Hays County, in partnership with Caldwell County, will be raising awareness for a unique cause starting this October.
“Hog Out” is a Plum Creek Watershed Partnership program sponsored by the Texas Department of Agriculture. The program aims at controlling the feral hog population throughout counties across the state.
Beginning Oct. 1 and continuing through Dec. 31, residents will be awarded $2 per hog tail brought in from feral hogs killed in Hays and Caldwell Counties.
Mark Jones, Hays County Precinct 2 commissioner, said feral hogs cause damage to peoples’ yards and contribute to water quality issues.
Jones said $1,500 is being set aside from the commissioners’ and judge’s office accounts for special projects to fund the $2 tail bounty. He said anyone can shoot the hogs and a hunting license is not required.
“It is open season, and you can shoot them any time,” Jones said. “Please do.”
Nick Dornak, Plum Creek watershed coordinator, said more than 20 counties are participating in the competition-style program this year.

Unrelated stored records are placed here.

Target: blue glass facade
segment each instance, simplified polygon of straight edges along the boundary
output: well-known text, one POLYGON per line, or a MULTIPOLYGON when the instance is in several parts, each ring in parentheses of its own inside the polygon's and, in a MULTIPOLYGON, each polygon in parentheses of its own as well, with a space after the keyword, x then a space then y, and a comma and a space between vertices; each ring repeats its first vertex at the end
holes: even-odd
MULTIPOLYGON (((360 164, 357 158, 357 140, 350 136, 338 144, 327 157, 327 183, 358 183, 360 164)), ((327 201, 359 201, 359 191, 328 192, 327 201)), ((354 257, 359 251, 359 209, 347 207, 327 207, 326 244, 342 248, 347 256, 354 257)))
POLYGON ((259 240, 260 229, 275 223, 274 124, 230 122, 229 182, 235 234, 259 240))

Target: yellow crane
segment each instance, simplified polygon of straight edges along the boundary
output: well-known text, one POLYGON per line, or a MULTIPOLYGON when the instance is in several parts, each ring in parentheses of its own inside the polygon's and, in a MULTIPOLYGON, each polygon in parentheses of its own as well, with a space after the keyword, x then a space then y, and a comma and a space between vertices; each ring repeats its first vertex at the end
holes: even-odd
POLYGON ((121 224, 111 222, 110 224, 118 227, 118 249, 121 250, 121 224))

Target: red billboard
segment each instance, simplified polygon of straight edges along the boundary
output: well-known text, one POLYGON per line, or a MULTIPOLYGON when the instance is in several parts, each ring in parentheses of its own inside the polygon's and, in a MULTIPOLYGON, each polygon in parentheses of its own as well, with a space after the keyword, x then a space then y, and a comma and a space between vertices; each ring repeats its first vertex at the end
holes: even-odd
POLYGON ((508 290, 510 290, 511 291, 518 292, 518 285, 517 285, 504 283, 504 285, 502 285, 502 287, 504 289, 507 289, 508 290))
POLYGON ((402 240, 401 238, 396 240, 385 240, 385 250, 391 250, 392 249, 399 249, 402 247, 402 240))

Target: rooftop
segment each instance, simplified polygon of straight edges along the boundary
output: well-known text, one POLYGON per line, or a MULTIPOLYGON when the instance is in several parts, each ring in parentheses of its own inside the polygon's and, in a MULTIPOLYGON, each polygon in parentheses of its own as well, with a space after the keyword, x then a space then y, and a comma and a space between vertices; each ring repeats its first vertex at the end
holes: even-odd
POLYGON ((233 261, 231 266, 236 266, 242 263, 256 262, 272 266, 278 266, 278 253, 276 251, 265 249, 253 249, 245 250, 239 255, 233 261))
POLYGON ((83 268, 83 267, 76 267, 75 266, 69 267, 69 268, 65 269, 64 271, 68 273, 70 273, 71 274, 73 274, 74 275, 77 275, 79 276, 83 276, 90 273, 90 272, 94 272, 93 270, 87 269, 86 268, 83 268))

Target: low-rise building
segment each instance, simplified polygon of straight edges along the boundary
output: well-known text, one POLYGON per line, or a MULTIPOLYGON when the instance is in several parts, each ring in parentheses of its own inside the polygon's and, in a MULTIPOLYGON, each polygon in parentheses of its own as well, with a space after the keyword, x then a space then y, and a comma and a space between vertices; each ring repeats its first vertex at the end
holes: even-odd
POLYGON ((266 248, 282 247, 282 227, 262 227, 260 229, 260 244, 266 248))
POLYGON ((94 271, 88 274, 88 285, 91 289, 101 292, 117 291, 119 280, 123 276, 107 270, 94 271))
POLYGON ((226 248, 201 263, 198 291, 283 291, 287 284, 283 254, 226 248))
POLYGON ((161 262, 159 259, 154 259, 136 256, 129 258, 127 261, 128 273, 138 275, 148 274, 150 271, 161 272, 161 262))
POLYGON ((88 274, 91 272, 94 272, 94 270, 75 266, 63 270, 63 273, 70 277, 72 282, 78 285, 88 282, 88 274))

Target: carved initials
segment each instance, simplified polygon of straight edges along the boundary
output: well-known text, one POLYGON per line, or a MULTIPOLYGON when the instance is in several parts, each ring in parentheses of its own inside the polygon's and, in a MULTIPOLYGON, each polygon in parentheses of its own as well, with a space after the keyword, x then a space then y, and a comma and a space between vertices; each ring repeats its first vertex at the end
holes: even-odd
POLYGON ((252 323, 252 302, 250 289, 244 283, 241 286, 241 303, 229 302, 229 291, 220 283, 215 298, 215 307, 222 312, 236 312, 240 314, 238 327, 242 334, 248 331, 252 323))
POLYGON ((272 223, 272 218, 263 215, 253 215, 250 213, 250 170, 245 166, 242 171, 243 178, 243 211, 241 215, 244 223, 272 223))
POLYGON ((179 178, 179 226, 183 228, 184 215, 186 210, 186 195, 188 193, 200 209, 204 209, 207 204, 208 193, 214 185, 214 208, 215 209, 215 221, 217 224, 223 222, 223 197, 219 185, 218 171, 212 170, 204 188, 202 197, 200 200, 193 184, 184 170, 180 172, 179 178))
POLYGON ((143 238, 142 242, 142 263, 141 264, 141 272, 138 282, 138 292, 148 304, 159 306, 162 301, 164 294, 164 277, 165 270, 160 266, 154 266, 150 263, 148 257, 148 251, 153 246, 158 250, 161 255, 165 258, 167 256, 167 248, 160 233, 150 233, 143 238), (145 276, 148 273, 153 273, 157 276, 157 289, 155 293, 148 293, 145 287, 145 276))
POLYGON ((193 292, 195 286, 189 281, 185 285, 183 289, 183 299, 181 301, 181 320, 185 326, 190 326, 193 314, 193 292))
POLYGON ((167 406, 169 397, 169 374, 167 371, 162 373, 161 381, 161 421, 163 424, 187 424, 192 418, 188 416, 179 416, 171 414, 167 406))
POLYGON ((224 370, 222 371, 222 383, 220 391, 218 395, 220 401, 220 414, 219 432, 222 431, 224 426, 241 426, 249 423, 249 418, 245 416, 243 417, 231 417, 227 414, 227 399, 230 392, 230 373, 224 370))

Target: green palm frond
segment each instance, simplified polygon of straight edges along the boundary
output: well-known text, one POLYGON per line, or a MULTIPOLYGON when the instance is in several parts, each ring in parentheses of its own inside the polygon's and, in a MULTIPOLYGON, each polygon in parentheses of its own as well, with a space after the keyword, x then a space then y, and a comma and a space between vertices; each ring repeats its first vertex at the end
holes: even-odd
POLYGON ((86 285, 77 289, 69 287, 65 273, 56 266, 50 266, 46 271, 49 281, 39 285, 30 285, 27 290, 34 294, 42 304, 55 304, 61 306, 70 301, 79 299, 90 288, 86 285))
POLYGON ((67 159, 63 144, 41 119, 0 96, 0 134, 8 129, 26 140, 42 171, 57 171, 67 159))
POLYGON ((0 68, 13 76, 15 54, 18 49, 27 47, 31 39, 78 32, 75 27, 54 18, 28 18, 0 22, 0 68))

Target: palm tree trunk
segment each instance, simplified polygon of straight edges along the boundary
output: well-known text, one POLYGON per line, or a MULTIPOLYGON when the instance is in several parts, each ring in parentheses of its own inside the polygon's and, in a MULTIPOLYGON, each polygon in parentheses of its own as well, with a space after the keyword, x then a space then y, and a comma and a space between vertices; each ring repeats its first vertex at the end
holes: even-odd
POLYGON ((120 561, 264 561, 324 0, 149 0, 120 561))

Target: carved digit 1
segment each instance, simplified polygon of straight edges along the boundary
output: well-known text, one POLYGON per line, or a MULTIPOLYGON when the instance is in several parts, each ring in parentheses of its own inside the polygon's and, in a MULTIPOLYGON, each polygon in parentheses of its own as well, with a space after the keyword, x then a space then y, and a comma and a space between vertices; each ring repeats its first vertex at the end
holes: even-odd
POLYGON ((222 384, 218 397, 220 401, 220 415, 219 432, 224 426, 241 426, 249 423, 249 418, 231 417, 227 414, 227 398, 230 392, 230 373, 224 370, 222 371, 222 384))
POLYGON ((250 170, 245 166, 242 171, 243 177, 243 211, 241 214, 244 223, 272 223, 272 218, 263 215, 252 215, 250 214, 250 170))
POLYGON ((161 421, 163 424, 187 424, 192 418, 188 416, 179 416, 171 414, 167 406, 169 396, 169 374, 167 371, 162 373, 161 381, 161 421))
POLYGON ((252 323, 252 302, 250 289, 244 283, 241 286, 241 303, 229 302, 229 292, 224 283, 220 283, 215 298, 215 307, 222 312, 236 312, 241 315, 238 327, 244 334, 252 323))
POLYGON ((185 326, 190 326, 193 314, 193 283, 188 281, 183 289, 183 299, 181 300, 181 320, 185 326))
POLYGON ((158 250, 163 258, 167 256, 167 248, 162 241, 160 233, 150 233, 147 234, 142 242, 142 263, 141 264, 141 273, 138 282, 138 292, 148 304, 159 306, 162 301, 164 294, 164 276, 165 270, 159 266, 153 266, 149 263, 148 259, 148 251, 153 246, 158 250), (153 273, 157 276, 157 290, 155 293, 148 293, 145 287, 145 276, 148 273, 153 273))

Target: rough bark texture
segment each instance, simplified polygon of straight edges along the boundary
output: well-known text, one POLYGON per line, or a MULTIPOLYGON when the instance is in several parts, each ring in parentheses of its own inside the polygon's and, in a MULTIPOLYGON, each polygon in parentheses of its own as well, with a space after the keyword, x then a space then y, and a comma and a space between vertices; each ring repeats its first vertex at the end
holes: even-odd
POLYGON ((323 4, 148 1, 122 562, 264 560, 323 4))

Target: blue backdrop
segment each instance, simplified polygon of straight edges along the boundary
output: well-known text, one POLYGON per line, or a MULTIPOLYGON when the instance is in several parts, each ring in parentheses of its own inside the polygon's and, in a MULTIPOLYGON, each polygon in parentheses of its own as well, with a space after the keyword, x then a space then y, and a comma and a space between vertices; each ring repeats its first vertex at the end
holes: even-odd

Hays and Caldwell counties are hosting the 3-year-old program for the first time.
John Cyrier, Caldwell County Precinct 1 commissioner, said Plum Creek watershed presented the idea to the Caldwell County Commissioners Court a couple months ago. The court voted and agreed to pass the proposal based on the success of other counties that have implemented the program in the past.
Participating counties will be awarded points based on hogs killed and attendance at training and educational workshops. Dornak said each county will receive one point per person who attends an event and five points for every 10 hog tails.
The three counties earning the most points will receive $10,000, $15,000 and $20,000 grants, respectively, provided by the Texas Department of Agriculture to implement a long-term program.
The remaining counties will receive funds based on the amount of hog tails turned in, Dornak said. He would like to have a grand prize for the most hogs turned in to each county, as well as door prizes for participants.
Dornak said volunteers are still needed to help document and verify the hogs when citizens turn in tails. Plum Creek uses this information for data collection.
There will be two volunteer training sessions for Hays County Oct. 2 at the Hays County Extension Office from 6 to 7 p.m. There will also be a training session Oct. 3 at the Cypress Creek Cafe in Wimberley from 6 to 7 p.m.
Dornak said he hopes hunters will devour the kills after they are verified through respective counties.
“There is no stipulation on that. It is just what we hope they do,” Dornak said. “I have eaten (feral hogs) before and they are lean, good pork.”
Training, education and other event information for this year’s Hog Out can be found on the Plum Creek Watershed Partnership website.